От Есенина до Набокова

Есть невыносимая легкость в том, чтобы в двадцать восемь лет написать: «Я усталым таким еще не был». Читаешь эту строку — и невольно примеряешь ее к собственному позвоночнику, который после тридцати начинает ныть уже не от сквозняков, а от груза собственной непутевости. Есенин — этот рязанский Лель, вечно пьяный, вечно в скандале — успел состариться душой задолго до того, как его лицо покрылось бы морщинами. (Не покрылось — помешала петля.) Я же долго тешил себя иллюзией, будто усталость — удел поэтов и стариков, и лишь перевалив за третий десяток, с ужасом узнал себя в его «серой морози и слизи».

Здесь и кроется подлинная магия есенинского слова: он пишет о Петербурге 1917-го, о промозглой слякоти, когда рушились империи, а он, деревенский мальчик, задыхался в городском тумане. Но каким чудом эта строчка прорастает сквозь десятилетия и ложится ровно на нашу, вполне сытую, но такую же тоскливую эпоху? Вероятно, потому, что «рязанское небо» в его стихах — не география, а категория духа. Это утраченный рай детства, где время текло медом, а не свинцом. Я, оглядываясь после тридцати, тоже ищу свое рязанское небо — будь то запах скошенной травы, голос матери или та дурацкая беззаботность, когда я еще не знал цены вещам и людям.

Набоков, этот педантичный охотник за бабочками и тенями, наверняка недолюбливал Есенина за излишнюю, по его меркам, слезливость. Однако если бы Владимир Владимирович снизошел до простых человеческих чувств, он бы заметил: Есенин не плачет — он констатирует. Фиксирует тот миг, когда нервная система дает трещину под давлением собственной гениальности и собственной глупости. Вспомним: именно тогда поэт мечется между Царским Селом и Петроградом, носит в кармане последние деньги, а в душе — невыносимый груз расставания с Райх. Он физически ощущает, как из него уходит молодость, а вместо нее приходит эта липкая, серая исчерпанность.

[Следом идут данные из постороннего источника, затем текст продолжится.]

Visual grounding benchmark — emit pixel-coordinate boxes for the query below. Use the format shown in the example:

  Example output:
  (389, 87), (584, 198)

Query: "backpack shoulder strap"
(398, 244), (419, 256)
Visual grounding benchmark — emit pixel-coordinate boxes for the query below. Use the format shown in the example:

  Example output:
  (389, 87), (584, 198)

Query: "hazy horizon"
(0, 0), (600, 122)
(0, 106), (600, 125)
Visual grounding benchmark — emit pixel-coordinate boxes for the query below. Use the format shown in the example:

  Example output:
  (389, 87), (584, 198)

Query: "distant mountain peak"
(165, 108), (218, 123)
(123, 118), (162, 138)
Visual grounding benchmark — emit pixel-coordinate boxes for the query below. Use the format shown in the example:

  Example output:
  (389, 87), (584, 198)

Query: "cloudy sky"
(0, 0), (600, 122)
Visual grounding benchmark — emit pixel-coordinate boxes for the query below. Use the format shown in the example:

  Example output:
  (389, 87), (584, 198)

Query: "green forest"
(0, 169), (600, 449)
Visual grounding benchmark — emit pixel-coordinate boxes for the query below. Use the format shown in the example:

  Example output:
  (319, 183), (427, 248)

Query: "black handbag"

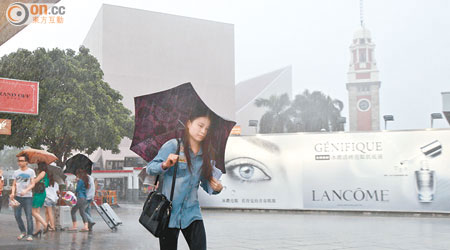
(32, 181), (45, 194)
(139, 140), (180, 237)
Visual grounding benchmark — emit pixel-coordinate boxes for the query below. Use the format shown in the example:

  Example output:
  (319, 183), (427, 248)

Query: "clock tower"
(347, 27), (381, 131)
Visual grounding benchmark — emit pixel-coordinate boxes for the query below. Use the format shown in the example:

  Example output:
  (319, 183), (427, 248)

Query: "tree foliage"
(255, 90), (344, 133)
(0, 46), (133, 164)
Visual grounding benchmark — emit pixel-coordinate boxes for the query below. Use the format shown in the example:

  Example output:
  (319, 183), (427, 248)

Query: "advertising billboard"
(0, 78), (39, 115)
(199, 129), (450, 212)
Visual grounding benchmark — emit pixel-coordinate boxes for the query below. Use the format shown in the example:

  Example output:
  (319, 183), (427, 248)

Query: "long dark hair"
(36, 162), (55, 186)
(76, 168), (89, 189)
(182, 106), (215, 181)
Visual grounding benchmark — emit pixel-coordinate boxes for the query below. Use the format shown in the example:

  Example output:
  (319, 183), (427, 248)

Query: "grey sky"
(0, 0), (450, 129)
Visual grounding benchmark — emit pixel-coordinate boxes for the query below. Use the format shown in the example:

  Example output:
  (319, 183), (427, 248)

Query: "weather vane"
(359, 0), (364, 28)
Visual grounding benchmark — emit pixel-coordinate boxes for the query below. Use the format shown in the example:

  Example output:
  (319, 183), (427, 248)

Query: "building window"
(359, 49), (366, 62)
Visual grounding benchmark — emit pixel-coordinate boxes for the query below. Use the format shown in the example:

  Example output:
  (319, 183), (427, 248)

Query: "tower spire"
(359, 0), (364, 28)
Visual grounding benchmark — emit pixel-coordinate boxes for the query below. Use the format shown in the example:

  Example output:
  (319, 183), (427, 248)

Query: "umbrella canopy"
(130, 83), (236, 173)
(16, 148), (58, 165)
(64, 154), (93, 175)
(47, 165), (67, 184)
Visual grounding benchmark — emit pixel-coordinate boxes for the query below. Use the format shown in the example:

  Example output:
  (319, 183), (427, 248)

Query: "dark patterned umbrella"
(64, 154), (93, 175)
(130, 83), (236, 173)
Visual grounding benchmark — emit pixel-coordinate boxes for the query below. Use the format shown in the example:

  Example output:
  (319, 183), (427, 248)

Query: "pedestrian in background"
(9, 155), (36, 241)
(85, 175), (95, 231)
(32, 162), (50, 237)
(147, 108), (223, 250)
(0, 169), (5, 212)
(44, 180), (59, 231)
(69, 169), (89, 232)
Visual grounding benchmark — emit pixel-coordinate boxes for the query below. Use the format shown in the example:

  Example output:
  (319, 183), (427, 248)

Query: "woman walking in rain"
(69, 169), (89, 232)
(147, 107), (223, 250)
(32, 162), (53, 237)
(44, 178), (59, 231)
(9, 155), (36, 241)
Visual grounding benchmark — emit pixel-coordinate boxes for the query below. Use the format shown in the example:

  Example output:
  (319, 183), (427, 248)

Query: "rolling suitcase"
(93, 201), (122, 230)
(54, 206), (72, 230)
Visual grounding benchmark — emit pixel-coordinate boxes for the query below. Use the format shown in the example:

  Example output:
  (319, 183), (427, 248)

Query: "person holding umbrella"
(32, 162), (54, 237)
(147, 105), (223, 250)
(69, 168), (89, 232)
(9, 155), (36, 241)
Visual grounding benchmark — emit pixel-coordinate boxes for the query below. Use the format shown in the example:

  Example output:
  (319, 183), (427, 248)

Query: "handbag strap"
(170, 138), (180, 201)
(155, 138), (180, 201)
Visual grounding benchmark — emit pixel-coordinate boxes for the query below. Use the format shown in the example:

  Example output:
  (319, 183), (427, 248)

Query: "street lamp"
(431, 113), (442, 128)
(248, 120), (258, 134)
(383, 115), (394, 130)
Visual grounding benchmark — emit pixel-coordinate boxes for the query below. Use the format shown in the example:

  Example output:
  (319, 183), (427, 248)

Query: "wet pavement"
(0, 204), (450, 250)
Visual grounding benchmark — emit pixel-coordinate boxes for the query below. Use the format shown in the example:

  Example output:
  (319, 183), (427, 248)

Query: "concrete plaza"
(0, 204), (450, 250)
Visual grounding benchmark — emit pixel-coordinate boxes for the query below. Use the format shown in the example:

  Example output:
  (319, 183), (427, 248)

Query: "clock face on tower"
(356, 99), (371, 112)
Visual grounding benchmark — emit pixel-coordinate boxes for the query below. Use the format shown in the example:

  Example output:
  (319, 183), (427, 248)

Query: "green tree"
(291, 90), (344, 132)
(255, 94), (292, 134)
(0, 46), (134, 165)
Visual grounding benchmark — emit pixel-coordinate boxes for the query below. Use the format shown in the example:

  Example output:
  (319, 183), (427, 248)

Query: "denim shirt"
(75, 179), (86, 199)
(147, 139), (219, 229)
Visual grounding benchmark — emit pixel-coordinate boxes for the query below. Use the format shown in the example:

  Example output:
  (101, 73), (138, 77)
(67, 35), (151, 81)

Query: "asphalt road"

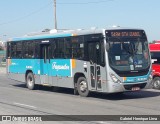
(0, 68), (160, 124)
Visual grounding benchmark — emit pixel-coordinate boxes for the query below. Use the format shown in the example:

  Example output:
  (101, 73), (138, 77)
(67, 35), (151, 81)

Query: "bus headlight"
(110, 74), (121, 83)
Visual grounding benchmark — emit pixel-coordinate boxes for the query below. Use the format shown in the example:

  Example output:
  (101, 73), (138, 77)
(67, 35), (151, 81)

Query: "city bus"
(7, 27), (152, 97)
(149, 42), (160, 89)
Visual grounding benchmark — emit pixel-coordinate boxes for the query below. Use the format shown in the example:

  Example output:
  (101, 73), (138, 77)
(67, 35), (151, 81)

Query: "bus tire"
(152, 77), (160, 89)
(77, 77), (89, 97)
(26, 72), (35, 90)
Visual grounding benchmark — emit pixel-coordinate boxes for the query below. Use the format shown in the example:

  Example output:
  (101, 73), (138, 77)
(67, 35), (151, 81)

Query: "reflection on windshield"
(109, 38), (150, 71)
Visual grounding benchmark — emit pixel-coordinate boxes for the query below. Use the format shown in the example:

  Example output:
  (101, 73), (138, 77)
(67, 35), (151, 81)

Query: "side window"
(16, 42), (22, 58)
(28, 42), (35, 58)
(11, 42), (17, 58)
(55, 38), (64, 58)
(34, 41), (40, 59)
(23, 41), (35, 58)
(64, 37), (72, 59)
(7, 42), (11, 59)
(100, 41), (105, 66)
(72, 36), (84, 59)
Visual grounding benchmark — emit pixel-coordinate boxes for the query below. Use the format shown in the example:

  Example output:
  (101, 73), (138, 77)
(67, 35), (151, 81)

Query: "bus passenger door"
(41, 44), (52, 85)
(88, 42), (102, 90)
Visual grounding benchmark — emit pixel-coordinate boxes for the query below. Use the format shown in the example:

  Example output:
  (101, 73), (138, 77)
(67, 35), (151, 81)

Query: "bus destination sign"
(106, 30), (143, 37)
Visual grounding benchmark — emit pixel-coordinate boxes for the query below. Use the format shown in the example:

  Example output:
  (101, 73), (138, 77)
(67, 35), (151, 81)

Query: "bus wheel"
(77, 77), (89, 97)
(152, 77), (160, 89)
(26, 72), (35, 90)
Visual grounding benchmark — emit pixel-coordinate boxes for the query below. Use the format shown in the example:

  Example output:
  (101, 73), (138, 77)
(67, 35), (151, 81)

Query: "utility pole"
(54, 0), (57, 29)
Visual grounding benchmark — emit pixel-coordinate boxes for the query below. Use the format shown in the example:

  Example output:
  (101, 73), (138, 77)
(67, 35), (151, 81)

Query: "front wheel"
(26, 72), (35, 90)
(77, 77), (89, 97)
(152, 77), (160, 89)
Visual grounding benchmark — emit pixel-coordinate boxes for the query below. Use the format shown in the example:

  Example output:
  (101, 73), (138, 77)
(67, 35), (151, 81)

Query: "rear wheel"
(26, 72), (35, 90)
(152, 77), (160, 89)
(77, 77), (89, 97)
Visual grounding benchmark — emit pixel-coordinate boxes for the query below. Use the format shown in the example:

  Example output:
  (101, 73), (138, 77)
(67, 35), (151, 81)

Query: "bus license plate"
(132, 87), (140, 91)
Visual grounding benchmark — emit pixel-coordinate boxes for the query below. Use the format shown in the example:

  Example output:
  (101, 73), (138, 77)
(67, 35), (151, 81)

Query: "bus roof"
(8, 27), (142, 41)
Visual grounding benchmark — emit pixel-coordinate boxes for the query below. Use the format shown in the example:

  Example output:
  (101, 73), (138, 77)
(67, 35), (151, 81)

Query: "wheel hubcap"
(153, 80), (160, 88)
(28, 77), (33, 86)
(80, 81), (87, 92)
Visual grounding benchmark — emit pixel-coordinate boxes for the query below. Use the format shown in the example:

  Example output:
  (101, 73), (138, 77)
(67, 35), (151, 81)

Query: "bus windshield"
(108, 37), (150, 72)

И в этом состоянии он встречает Айседору — женщину-вихрь, женщину-эпоху, которая пляшет босиком по его рифмам, сама того не зная. Она старше, громче, свободнее; но и она, глядя на его «серую морозь», не в силах вылечить ее своим искусством. Их роман — не любовь, а столкновение двух усталостей: его — от самого себя, ее — от всего мира. Дункан танцевала так, будто сбрасывала кожу, а Есенин в те же годы писал так, будто сбрасывал жизнь. Они узнали друг в друге родственную пропасть, но вместо моста перекинули лишь нервный срыв на двоих. И когда она уехала, а он остался в этой петербургской слякоти, строка «Я усталым таким еще не был» зазвучала уже не как жалоба, а как приговор — вынесенный им обоим.

Мы, читатели третьего десятилетия XXI века, оказываемся в той же луже. Только вместо царскосельских вокзалов — офисные кресла, а вместо «морози» — кондиционированный воздух, от которого дерет горло. И все же, перечитывая «И моя непутевая жизнь», я чувствую почти физическое облегчение: это не мой личный провал, это общая участь всякого, кто перестал быть мальчиком, но еще не стал мудрецом. Есенин знал, что его жизнь — непутевая, но именно это знание и делало его гением. Он не пытался выпрямить ее, он позволил ей течь в этой вязкой слизи — чтобы мы, спустя сто лет, узнали в ней себя.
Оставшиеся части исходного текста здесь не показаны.